Oxygenic photosynthesis, the process that converts CO2 to organic carbon, is remarkably conserved among plants, algae and cyanobacteria. Photosynthetic reactions are comprised of light-dependent and light-independent sections (also referred to as light and dark reactions). The light-dependent reactions of photosynthesis generate energy required to fuel the light-independent reaction, as well as the CCM [44]. Also, light-saturated C-fixation rates are enzymatically controlled and photosynthetic enzymes, such as Rubisco, have temperature-dependent kinetics [5,44] and are independent of the cell’s CCM. Increasing temperature increases the substrate-saturated reaction rate of Rubisco [5]. In addition, the enzymatic dark reactions of photosynthesis are sensitive not only to CO2, but also to temperature [5]. Mackey et al. [45] studied how temperature affects growth and photosynthesis in 10 Synechococcus strains isolated from both coastal and oceanic regions of the world’s oceans. They showed that photosynthetic efficiency and photosynthetic protein abundance in Synechococcus are highly sensitive to temperature. Specifically, in Synechococcus WH8102, the abundance of photosynthetic pigment proteins and proteins associated with the photosynthetic electron transport chain (ETC) increased with increasing temperature, an acclimation response that would support higher photosynthetic rates, allow the ETC to remain more oxidized to avoid photodamage, and generate additional NADPH needed in the light-independent reactions to fix carbon. These physiological observations provide a mechanistic explanation that further supports our experimental finding as to why temperature has a stronger influence on the photosynthetic performance parameters and specific growth rates in Synechococcus than the variations in the CO2 levels.

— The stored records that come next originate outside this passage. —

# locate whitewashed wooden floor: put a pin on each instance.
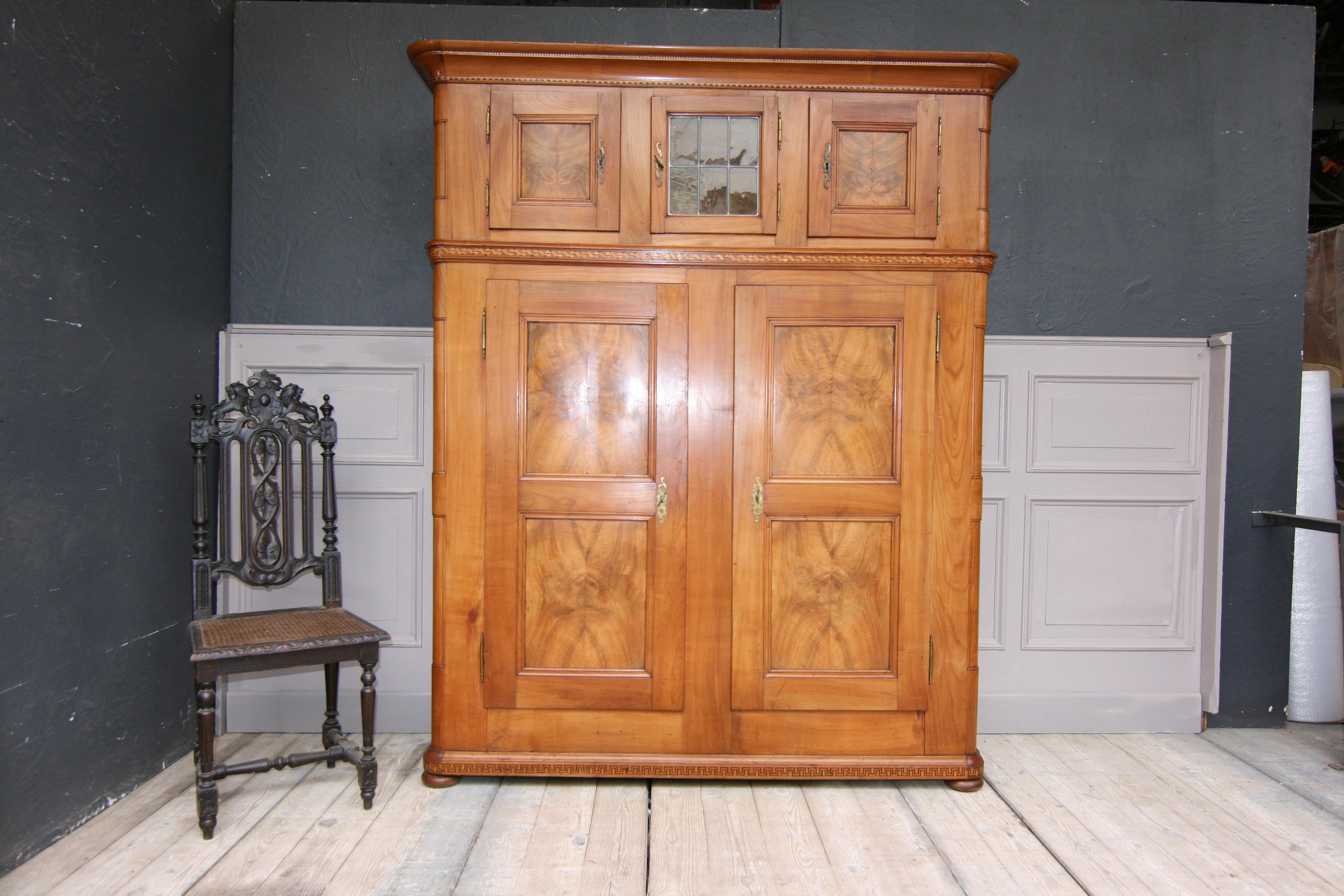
(1228, 812)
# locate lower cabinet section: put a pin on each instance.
(705, 523)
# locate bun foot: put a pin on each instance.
(431, 780)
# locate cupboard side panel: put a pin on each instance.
(951, 722)
(459, 703)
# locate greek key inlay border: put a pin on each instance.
(708, 767)
(690, 257)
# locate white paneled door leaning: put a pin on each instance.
(380, 382)
(1101, 534)
(1100, 551)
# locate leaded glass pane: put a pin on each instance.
(743, 194)
(714, 166)
(745, 143)
(714, 191)
(682, 191)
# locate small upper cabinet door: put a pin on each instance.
(556, 160)
(873, 167)
(716, 163)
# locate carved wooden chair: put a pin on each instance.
(276, 436)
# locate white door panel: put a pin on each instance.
(1093, 534)
(378, 381)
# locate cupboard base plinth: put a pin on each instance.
(433, 780)
(956, 770)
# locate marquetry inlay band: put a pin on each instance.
(730, 767)
(689, 257)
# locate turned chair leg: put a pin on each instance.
(367, 767)
(207, 799)
(331, 729)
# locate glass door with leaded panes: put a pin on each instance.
(716, 166)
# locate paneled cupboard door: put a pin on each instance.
(585, 495)
(556, 160)
(831, 500)
(873, 167)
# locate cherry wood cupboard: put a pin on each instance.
(709, 331)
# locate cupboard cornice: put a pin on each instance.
(713, 68)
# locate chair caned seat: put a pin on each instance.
(249, 635)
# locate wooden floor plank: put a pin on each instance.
(737, 851)
(496, 860)
(616, 860)
(795, 853)
(874, 843)
(554, 859)
(1096, 804)
(1225, 855)
(679, 849)
(990, 849)
(45, 871)
(421, 844)
(248, 866)
(1299, 757)
(154, 836)
(1088, 856)
(331, 837)
(1193, 765)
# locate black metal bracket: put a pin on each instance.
(1294, 520)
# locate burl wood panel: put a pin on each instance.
(554, 160)
(871, 168)
(831, 594)
(588, 400)
(834, 401)
(585, 594)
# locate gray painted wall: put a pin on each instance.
(334, 143)
(1150, 179)
(115, 281)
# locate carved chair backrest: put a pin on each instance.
(264, 437)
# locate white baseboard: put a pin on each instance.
(1089, 714)
(303, 711)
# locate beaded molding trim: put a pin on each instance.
(690, 257)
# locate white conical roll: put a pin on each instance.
(1316, 657)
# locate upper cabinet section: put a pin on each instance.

Our results also showed that the highest values of the maximum photochemical efficiency of PSII in the dark-adapted state (Fv/Fm) were obtained at a culture temperature of 26 °C. However, the specific growth rates of the strains were significantly lower at 26 °C than at lower culture temperatures. This observation possibly indicates that the photosynthetic exudates released were used to balance electron flow due to high photosynthetic rates at higher temperatures, rather than being used for the doubling of cells. In line with our observation, Hare et al. [6] found that increased temperature enhanced the maximum potential carbon fixation rates in nanophytoplankton, even though it resulted in an overall lower algal biomass (measured as chlorophyll a). They indicated that the diversion of the photosynthate from particulate to dissolved organic carbon production at elevated temperatures could possibly have led to their finding.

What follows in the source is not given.